In an edition also marked by finnist Devoti’s silver, Alessandra Sensini crowns a fantastic season in the Mistral and breaks a 48-year-long fast. Portrait of a sunny champion who wants to amaze the world again.

Riding the waves with a sailboard has always been his way of life. And the sea has slowly become her natural habitat. Alessandra Sensini, the girl from Grosseto who won gold in the Mistral class at the Sydney Games, breaking a 48-year-long taboo for blue sailing, talks about her sport with dreamy eyes, making you emotional “Windsurfing gives you a sense of freedom,” she says. When you slide off with the wind pushing you fast, it’s a beautiful feeling, an extraordinary thrill. You don’t know how many meters of water are down there, and yet ries us to float and if you fall you know that “he” embraces you, surrounds you. Every splash, every wave is a caress. The sea is something extraordinary, a friend with whom you can play and have fun.”

Already the sea. A constant presence in his life. At the age of six he began with swimming; at eight, together with his keen diver father, he descended into its depths for the first time. Then came cross-country running, athletics, basketball. In Grosseto, however, where she was born and where she lives, there are no major teams. And for the Sensini, playing a sport has always meant competition and competitiveness. Until one day, almost by chance, pushed by her older sisters Irene and Eleonora, comes windsurfing, which will prove to be the defining encounter of her life. At 15, she won her first Italian junior title. And she hasn’t stopped since. This beautiful girl with big green-gray eyes, hair surrounding her face like so many crazy snakes, an infectious smile and an air so joyful and sunny that it reconciles you with life, has been undefeated in Italy since ’85. And while Francesco de Angelis last February failed his assault on the America Cup, in Mar del Plata, Argentina, Alessandra became world champion of the Mistral class. Result? Full pages and many TV reports for Luna Rossa, two-line blurb in major newspapers for her. Nothing unusual, however, in our country.

Olympics
Olympics in 2000

For Alessandra Sensini, 30, 5’7 “and 58 pounds, a diploma in accounting, Sydney was her third Olympics. After half a disappointment in Barcelona (seventh but close to the podium) and bronze in Atlanta, she took the top step at the end of an extraordinary duel with Germany’s Amelie Lux. Only those who prepared with fierce grit could impose themselves in the last meters of the last edge of the final event.”I trained five times a week: every day two hours on land, with running, biking and gym, and two to four hours on the board in the sea. I am followed by a close-knit staff: Luca De Pedrini has been my coach since “95 and Marco Ghezzi my athletic trainer since” 97 – he explains-the effort is a lot, but it’s not enough: it’s mostly strategy and racing technique that win in the end.”

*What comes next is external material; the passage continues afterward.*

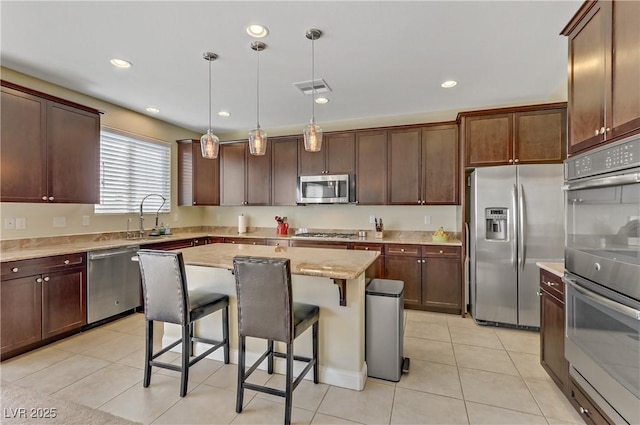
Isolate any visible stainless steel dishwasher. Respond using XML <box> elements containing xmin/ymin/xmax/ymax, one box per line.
<box><xmin>87</xmin><ymin>246</ymin><xmax>141</xmax><ymax>324</ymax></box>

A life, Alessandra’s, spent taming waves in the most diverse corners of the earth. “Nine months a year I’m out in the world with my board looking for challenging waves and tough rivals to beat: it’s the life I dreamed of even though my last real vacation was five years ago“. Australia, New Caledonia, the Canary Islands, Hawaii. There is enough to provoke envy in her listeners. In Hawaii she lived for three years, albeit on and off.”It was the best place to train, but there wasn’t a day I didn’t think about changing my plane ticket home – tells – I found myself in a kind of circus where everyone around you lived only as a function of windsurfing in a manic way, kind of like that told by the protagonists in the movie Point Break“.

 

Olympics
Olympics in 2000

What about the future? “L And big choices in life I put them all off. Always being in the middle of the sea isolates you. I’ve never been a disco person. I’ve never been into group life. My decisions I have always made all by myself. Loneliness has always been my companion. – he confesses, and a slight shadow seems to veil the radiance of his eyes. “Sometimes this has weighed on me, but I can’t imagine myself pinned down in one place. There is a gift and silverware store in Grosseto, which I have in partnership with my sister, that is always waiting for me. But I haven’t yet thought about when it will be time to stop with the Windsurfing.” As late as possible, we hope.